As such I think there is no evidence so far our engagement with these providers will undermine the NHS.

And if the government provides more money for each patient to its core services, or a payment by contact basis, each GP practice may even be able to afford to offer such progressive services themselves and offer fair and competitive services.

Dr Lynnette Peterson is a locum GP in Oxfordshire

 

dr nick mann square crop

No. It is risky and undermines NHS general practice

At first glance, what’s not to like about working for a private ‘digital GP’ service provider? Hours to suit, working from home, extra cash. In today’s NHS, when workload pressures on general practice are at times frightening, many GPs are seeking to reduce their commitment and looking to diversify.

Private online GP work may seem tempting in this regard. However, an ex-GP registrar at our practice tried this while locuming. She quit after a short period, however, reporting that terms and conditions were not as advertised, training was extremely basic and clinical support non-existent.

Few would argue that online consulting has some benefits for patients, mainly for low acuity consultations where accession to convenience does not pose a significant risk to patients. However, while it is portrayed as ‘low risk’ consulting, it is the atypical cases which could lead to problems for both patients and their GPs. Clinicians are individually responsible for mistakes, even if the online model itself is flawed. The lack of access to patient records, continuity and the patients themselves, may turn an ostensibly simple consultation for headache or abdominal pain into a GMC fitness-to-practice investigation.

Online consulting should have been developed as an extra to existing services, not as an alternative – within NHS general practice, not as its competitor.

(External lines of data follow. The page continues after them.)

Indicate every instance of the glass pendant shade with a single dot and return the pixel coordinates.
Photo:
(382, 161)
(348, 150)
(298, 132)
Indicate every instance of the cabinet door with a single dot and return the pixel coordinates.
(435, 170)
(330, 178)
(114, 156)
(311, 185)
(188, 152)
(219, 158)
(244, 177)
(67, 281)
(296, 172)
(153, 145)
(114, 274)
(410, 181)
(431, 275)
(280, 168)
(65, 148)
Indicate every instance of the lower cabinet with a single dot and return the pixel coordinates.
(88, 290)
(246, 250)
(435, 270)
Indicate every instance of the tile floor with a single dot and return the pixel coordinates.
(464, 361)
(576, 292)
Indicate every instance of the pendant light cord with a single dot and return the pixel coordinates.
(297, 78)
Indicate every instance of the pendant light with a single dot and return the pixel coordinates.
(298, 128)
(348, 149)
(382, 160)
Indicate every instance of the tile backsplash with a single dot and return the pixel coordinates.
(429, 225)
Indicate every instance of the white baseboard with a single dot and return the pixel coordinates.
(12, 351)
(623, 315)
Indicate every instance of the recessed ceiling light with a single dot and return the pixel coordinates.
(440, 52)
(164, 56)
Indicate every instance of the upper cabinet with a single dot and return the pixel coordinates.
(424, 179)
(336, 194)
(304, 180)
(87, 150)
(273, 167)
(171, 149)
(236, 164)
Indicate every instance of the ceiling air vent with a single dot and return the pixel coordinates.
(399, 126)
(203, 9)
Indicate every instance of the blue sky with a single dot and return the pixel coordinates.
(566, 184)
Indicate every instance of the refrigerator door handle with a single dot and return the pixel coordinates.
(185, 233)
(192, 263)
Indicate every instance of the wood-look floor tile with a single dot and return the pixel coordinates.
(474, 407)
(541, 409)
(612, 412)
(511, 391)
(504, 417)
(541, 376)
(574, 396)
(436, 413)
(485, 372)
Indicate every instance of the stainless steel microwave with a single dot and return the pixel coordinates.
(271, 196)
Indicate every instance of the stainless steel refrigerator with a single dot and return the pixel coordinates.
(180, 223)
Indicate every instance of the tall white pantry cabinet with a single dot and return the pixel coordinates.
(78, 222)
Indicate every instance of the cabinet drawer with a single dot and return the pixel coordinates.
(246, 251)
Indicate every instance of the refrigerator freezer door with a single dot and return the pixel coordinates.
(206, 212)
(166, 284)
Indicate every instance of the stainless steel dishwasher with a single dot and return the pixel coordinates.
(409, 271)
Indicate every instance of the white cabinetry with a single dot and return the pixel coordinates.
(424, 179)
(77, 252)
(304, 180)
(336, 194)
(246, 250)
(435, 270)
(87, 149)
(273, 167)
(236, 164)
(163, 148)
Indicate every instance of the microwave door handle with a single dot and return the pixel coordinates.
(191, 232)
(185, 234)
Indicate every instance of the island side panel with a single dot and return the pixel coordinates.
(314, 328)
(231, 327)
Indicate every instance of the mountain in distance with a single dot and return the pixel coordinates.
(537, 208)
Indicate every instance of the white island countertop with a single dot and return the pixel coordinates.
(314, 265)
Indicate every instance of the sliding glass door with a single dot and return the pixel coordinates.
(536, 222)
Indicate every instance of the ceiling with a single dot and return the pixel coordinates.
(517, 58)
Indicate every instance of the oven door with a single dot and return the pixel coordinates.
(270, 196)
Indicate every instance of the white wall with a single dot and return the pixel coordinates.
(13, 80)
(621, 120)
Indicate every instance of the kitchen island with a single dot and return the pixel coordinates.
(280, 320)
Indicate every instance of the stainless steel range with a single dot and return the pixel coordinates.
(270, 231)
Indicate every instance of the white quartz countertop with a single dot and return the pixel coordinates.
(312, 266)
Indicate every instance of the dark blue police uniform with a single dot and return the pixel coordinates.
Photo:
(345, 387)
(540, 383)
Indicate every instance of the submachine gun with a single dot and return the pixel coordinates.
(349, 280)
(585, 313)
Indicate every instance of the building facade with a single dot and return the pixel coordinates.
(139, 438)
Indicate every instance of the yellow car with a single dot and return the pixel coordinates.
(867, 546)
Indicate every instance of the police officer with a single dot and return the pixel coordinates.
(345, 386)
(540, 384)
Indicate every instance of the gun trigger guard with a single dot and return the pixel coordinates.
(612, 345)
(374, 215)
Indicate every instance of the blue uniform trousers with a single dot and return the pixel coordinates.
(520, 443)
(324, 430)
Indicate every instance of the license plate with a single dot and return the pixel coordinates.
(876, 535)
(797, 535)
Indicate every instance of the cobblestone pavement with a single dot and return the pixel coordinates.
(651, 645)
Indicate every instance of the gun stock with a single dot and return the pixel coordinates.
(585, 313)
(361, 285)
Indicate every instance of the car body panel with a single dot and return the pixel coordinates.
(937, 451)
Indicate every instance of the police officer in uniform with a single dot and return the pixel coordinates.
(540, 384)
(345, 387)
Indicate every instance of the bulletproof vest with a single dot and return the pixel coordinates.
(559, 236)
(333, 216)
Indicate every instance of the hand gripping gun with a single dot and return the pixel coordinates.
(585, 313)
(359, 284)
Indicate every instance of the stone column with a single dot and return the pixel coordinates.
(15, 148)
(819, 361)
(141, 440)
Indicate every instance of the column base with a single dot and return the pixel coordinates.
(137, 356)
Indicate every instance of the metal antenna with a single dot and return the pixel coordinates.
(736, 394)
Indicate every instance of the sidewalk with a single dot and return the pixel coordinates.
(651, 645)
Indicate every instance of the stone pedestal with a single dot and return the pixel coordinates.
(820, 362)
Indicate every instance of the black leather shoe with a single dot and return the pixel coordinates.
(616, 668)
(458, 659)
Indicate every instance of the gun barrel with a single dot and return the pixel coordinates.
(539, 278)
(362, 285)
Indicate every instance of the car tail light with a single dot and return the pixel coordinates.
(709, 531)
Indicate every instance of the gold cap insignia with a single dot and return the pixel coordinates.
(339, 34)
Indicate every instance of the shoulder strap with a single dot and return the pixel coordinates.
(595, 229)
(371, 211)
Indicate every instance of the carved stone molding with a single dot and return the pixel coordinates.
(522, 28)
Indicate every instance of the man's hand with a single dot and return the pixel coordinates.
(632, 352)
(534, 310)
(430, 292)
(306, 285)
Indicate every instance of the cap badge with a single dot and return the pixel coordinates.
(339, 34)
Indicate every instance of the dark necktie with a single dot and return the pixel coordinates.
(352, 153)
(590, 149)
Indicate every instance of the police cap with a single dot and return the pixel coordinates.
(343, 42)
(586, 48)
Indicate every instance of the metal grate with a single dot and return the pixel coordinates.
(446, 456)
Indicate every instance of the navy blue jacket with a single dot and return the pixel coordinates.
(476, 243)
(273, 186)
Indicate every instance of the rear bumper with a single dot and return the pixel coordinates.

As we have seen with Babylon’s ‘GP at Hand’ service, an alternative to NHS GP services in London and soon, potentially, across the whole country, this may involve excluding higher risk groups of patients and conditions. This seriously fragments and undermines the risk-pooled funding model that is essential to the NHS. Poorer terms and conditions for GPs, both in the NHS and under private providers, will likely follow.

An ostensibly simple consultation may turn into a GMC fitness-to-practice investigation

Private online services have also used advertising slogans such as ‘if you can’t get antibiotics from your GP, call us’ – complete with a full-spread image of a packet of amoxicillin, which demonstrates the risks of a parallel GP service driven by unscrupulous market forces.

And, as we have seen with NHS 111 triaging, in order to protect themselves private online providers must engage a low threshold of risk for referring patients onwards, either to their GP or to A&E. NHS urgent activity is likely to increase as a result.

If GP at Hand represents the vanguard of Hancock’s tech ‘revolution’, we can look forward to more private companies like Babylon catapulted into the NHS patient-doctor interface without proven safety, quality and oversight standards being met.

And what is to stop a private online service being wholly provided by, or seeking sponsorship from, a pharmaceutical company or pharmacy chain, thus perverting the integrity of the clinical process and decision-making?

Private providers do not educate or train their doctors, so it is taxpayers who are funding this exodus from public to private sector. With today’s potentially catastrophic workforce crisis, luring more doctors away is something that NHS patients cannot afford.

Sadly, Matt Hancock and his ‘disruptive innovator’ friends view healthcare as a business opportunity, not as a public service. I would urge conscientious NHS GPs not to follow likewise.